Windows ntfs perms
I'd like to set permissions on a folder so that only user "aspnet" and users of the Administrators group have full control ( minus execute ) of the folder and it's subfolders.
the root of the question is what or why is there an 'everyone' person listed ?
i think it is because of the domains. you can have one set of domain users, which you can set everybody in that domain to use that folder.then in another domain you can have it differant or the same.
In the Macintosh environment, one of the user categories to which you assign permissions for a folder. Permissions given to everyone apply to all users who use the server, including guests.
See also permission.
A rule associated with an object to regulate which users can gain access to the object and in what manner.
See also object.
AppleTalk network integration (formerly Services for Macintosh) automatically translates between permissions and Macintosh access privileges. This means that permissions set on a folder (volume) are enforced for Macintosh users and access privileges set by Macintosh users are enforced for personal computer users connected to the computer running Windows_2000 Server.
Well if you can make sense of all that
hope it might help
Actually this is better
Differences between Windows NT 4.0 and Windows 2000 default security settings
Windows NT 4.0 provided two key groups whose membership could be controlled by the administrator: Administrators and Users. There was one group, Everyone, whose membership was controlled by the operating system or domain. Every user who was authenticated by the domain was a member of the Everyone group. If an administrator wanted stricter control of access to the computer's resources, the discretionary access control list (DACL) could be modified by removing the Everyone group.

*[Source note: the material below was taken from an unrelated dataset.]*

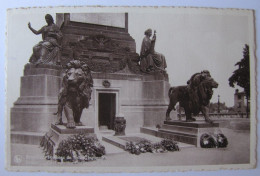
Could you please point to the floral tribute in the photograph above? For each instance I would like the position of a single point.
(76, 148)
(146, 146)
(213, 141)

Windows 2000 provides three groups whose membership is controlled by the administrator: Users, Power Users, and Administrators. The group whose membership is controlled by the operating system or domain is Authenticated Users. It is the same as the Everyone group, except that it does not contain anonymous users or guests.
Unlike the Everyone group in Windows NT 4.0, the Authenticated Users group is not used to assign permissions. Only groups controlled by the administrator, primarily Users, Power Users, and members of the Administrators group, are used to assign permissions. The default members of each group are listed below.
Local Group Windows 2000 Professional Windows 2000 Server
Administrators Administrator Administrator
Power Users Authenticated Users none
Users Authenticated Users Authenticated Users
By default in Windows 2000, any authenticated user is a member of the Users group. Windows 2000 Power Users have all the capabilities that Windows NT 4.0 Users had. This ensures backward compatibility with Windows NT 4.0. If an administrator wants to implement higher security on a Windows 2000 computer, Authenticated Users should be made members of the Users group only.
When a Windows 2000 Professional or Server computer joins a domain, the same domain groups are added to the computer that were added to a Windows NT 4.0 computer. Domain Administrators are added to the local Administrators group and Domain Users are added to the local Users group.